Mpasi, la muraille dans la tempête
Pendant de longues minutes, le dernier rempart congolais a repoussé l’inévitable. « La RDC a été vaillante, à l’image de son gardien Lionel Mpasi », résume le constat de cette rencontre. Le portier congolais a incarné à lui seul la résistance d’une nation déterminée à défendre ses couleurs.
Comme l’écrivait Albert Camus : « Tout ce que je sais avec le plus de certitude sur la morale, je le dois au football. » Mpasi en a offert une démonstration magistrale.
Quand la vague finit par rompre la digue
Cependant, les assauts colombiens se sont intensifiés. « Les Léopards ont fini par exploser en fin de match », sous « une pression des Cafeteros devenue trop forte ». Derrière ce but décisif apparaît une réalité plus profonde : le courage peut ralentir l’histoire, rarement l’arrêter.
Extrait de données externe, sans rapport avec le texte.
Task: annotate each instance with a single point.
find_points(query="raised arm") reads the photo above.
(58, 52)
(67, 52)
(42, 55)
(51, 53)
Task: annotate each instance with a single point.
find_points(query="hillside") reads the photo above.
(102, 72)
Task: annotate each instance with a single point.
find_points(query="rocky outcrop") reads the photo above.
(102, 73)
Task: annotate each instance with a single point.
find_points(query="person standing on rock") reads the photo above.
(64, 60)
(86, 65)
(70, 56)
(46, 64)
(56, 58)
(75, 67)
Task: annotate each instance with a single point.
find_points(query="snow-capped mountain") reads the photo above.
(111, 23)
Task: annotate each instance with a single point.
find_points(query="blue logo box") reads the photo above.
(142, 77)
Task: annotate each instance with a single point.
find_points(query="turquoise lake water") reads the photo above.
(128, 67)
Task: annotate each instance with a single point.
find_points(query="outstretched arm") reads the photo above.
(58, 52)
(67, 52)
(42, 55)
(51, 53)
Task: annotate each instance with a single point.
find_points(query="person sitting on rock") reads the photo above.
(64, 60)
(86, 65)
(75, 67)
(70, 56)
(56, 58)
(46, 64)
La Colombie n’a pas seulement gagné un match ; elle a imposé sa maîtrise collective.
L’heure de la dernière chasse
Désormais, l’équation est simple. « Ils sont condamnés à la victoire contre l’Ouzbékistan. » Cette rencontre devient une finale avant l’heure pour les hommes de la RDC.
Sun Tzu rappelait que « la victoire appartient à celui qui prépare le terrain ». Les Léopards ont rugi sans saisir leur proie. Face à l’Ouzbékistan, ils devront transformer la résistance en conquête.
Car, selon Nelson Mandela, « le courage n’est pas l’absence de peur, mais la capacité de la vaincre ». Le destin congolais tient désormais à ce dernier rendez-vous : celui où un rugissement devra enfin devenir une victoire.